Scholastic reported that total revenues for the first quarter ended August 31 were $306.9 million, virtually flat with sales of $306.1 million in last year's first period. Excluding one-time charges, the company had a net loss of $43.4 million in the quarter, up from a loss of $31.8 million in fiscal 2002. Company president Dick Robinson said results in the quarter were in line with expectations and that Scholastic expects earning per share for the year to be in the $2.65 to $2.95 range.

Robinson said that the reason for the wide earnings forecast is that Scholastic is still not sure if it will publish the fifth Harry Potter book, Harry Potter and the Order of the Phoenix, before its fiscal year ends May 31, 2003. The company announced that it has signed a contract with J.K. Rowling to publish the next Potter title in the U.S. Although Scholastic has published the first four Potter books and was considered the de facto publisher for number five, it had no contract with Rowling for the book. Barbara Marcus, president of the children's book publishing and distribution group, told analysts, "As soon as we get delivery [of Order of the Phoenix], we'll let you know our publishing plans."

For the first quarter, revenues in Scholastic's book publishing and distribution segment slipped to $140.2 million from $141.1 million in the year-ago period.

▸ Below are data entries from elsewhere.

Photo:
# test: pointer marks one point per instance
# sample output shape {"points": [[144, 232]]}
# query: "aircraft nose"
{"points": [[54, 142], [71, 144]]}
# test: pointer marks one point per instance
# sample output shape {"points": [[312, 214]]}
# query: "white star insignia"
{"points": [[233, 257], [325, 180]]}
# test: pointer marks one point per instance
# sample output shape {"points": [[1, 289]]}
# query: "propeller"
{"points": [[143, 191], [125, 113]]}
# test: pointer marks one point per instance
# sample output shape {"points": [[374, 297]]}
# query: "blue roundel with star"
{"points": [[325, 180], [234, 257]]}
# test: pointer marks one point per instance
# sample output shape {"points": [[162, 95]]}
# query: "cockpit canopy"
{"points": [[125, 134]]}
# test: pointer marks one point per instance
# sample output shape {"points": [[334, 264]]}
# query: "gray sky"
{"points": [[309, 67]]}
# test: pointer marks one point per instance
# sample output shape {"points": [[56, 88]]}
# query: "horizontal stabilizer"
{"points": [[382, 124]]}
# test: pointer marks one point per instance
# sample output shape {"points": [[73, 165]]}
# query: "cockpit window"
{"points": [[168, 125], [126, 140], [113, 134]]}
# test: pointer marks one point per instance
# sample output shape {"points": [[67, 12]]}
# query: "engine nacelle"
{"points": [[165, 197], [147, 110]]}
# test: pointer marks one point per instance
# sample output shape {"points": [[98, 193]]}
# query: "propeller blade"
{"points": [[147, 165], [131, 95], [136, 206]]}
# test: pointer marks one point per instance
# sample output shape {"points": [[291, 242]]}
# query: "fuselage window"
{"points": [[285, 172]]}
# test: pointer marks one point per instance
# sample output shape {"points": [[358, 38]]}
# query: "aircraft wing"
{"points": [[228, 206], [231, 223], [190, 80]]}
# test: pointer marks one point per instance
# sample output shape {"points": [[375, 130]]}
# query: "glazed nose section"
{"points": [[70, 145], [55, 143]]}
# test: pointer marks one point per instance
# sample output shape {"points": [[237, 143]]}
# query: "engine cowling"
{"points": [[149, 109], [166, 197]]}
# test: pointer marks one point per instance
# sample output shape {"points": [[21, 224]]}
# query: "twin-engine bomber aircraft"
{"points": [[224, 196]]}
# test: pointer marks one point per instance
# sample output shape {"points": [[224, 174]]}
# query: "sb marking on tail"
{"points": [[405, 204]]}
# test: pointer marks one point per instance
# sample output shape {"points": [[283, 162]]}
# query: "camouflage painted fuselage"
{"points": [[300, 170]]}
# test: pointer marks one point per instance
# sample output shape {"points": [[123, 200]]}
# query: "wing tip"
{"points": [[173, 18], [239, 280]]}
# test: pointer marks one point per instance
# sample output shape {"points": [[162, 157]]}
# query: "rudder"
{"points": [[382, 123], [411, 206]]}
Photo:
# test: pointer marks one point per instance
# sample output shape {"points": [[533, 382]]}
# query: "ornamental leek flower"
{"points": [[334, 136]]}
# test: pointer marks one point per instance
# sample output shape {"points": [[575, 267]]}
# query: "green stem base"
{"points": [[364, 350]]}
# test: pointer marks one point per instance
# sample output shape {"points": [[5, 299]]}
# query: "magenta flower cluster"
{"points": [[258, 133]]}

Klutz, acquired in the fourth quarter of fiscal 2002, added $11 million to sales, partially offsetting a $6.3 million decline in the direct-to-home continuities business. Revenues from Potter books were about $15 million, the same level as in the comparable period in fiscal 2002. Orders from book clubs and book fairs are on track, and Robinson noted that 15% of club orders came via the Internet in the quarter.

In its other segments, revenues fell to $88 million from $91.7 million in the educational publishing division. Sales of Read 180, Scholastic's reading intervention program, rose by $9 million in the quarter, offsetting a decline in revenues from Scholastic Literary Place. Sales in the media, licensing and advertising division fell to $17.1 million from $18.3 million, due mainly to lower magazine advertising. Robinson said that in the quarter, Scholastic reached an agreement to produce Clifford's Puppy Days for broadcast on PBS Kids in late 2003 or early 2004. In November, the first of 26 I Spy shows will begin airing on HBO Family.

International sales rose to $61.6 million from $55 million, reflecting a turnaround in the U.K. operation as well as growth in Australia and Canada.

Results for the company's first quarter include a $1.9-million charge related to a settlement in connection with a class action lawsuit filed in 1997. The suit, filed by a group of shareholders, charged that Scholastic had concealed a decline in Goosebumps sales and an increase in returns. In announcing the settlement, Charles Deull, v-p and general counsel, said, "Scholastic acted appropriately at all times in this matter: however, we believe it is prudent to settle this case and to put the matter behind us." The total settlement was for $7.5 million, but the company's insurers will pay 75% of the total cost.

New Spanish Chief

Asked about Scholastic's experience with Spanish-language books, Robinson said sales through its school clubs continue to increase and that the company has appointed Mauricio Sabene to the newly created position of v-p of Spanish publishing. Sabene, who has held executive positions for Avon Products in Mexico and Argentina, will be in charge of all Scholastic's Spanish-language publishing operations including its units in Mexico, Argentina and Puerto Rico as well as Lectorum. He will be based in New York and report to Hugh Roome, president of Scholastic's international group.